Now let’s talk about known keys and values for them:
0x0 — iBootState
Speaks for itself
Values:
0x1 — iBootDebug
The most interesting key for us. That’s the one that can enable debug UARTs and several other things
Values:
kPowerNVRAMiBootDebugIAPSerial (1 << 0)
Enables primary debug UART (defined by DEBUG_SERIAL_PORT which is in its order defined by every iBoot target’s config header)
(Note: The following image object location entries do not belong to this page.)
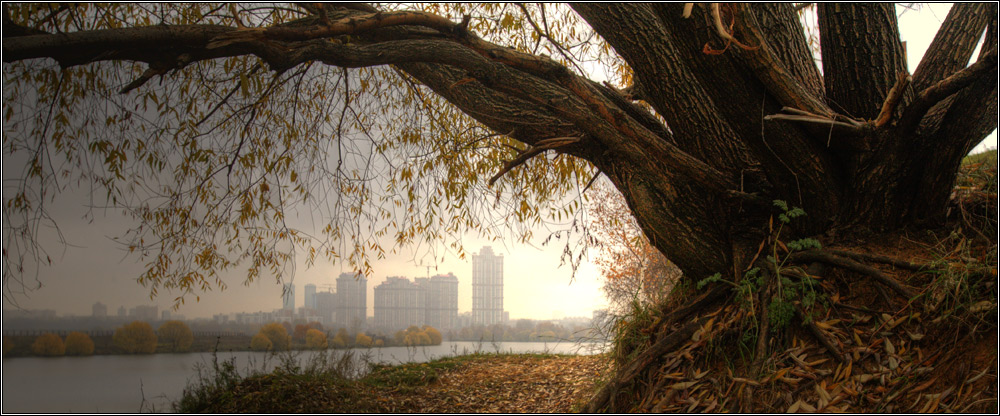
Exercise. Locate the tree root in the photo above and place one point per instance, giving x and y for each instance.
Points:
(881, 259)
(848, 264)
(626, 376)
(665, 341)
(821, 336)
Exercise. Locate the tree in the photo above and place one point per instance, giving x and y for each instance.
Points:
(278, 335)
(136, 337)
(632, 268)
(710, 115)
(341, 339)
(299, 334)
(177, 334)
(260, 342)
(433, 334)
(315, 339)
(48, 345)
(78, 343)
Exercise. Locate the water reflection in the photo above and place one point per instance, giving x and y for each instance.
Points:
(123, 383)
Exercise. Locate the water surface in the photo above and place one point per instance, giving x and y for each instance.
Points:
(130, 383)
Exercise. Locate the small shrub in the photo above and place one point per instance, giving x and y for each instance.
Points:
(260, 342)
(78, 343)
(176, 334)
(136, 338)
(278, 334)
(48, 345)
(315, 339)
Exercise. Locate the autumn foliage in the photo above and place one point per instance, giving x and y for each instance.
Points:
(315, 339)
(48, 345)
(135, 338)
(78, 343)
(278, 335)
(631, 266)
(260, 342)
(176, 334)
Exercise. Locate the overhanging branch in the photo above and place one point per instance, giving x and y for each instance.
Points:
(946, 87)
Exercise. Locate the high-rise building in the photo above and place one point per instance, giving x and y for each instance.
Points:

That’s what we need to set to get UART everywhere
kPowerNVRAMiBootDebugAltSerial (1 << 1)
Enables secondary debug UART (defined by DEBUG_SERIAL_PORT2)
No target in the leaked iBoot source code defines DEBUG_SERIAL_PORT2
kPowerNVRAMiBootDebugJtag (1 << 2)
No, it doesn’t enable SWD-debugging unfortunately, but enables SHMCON (High-level shared memory console interface)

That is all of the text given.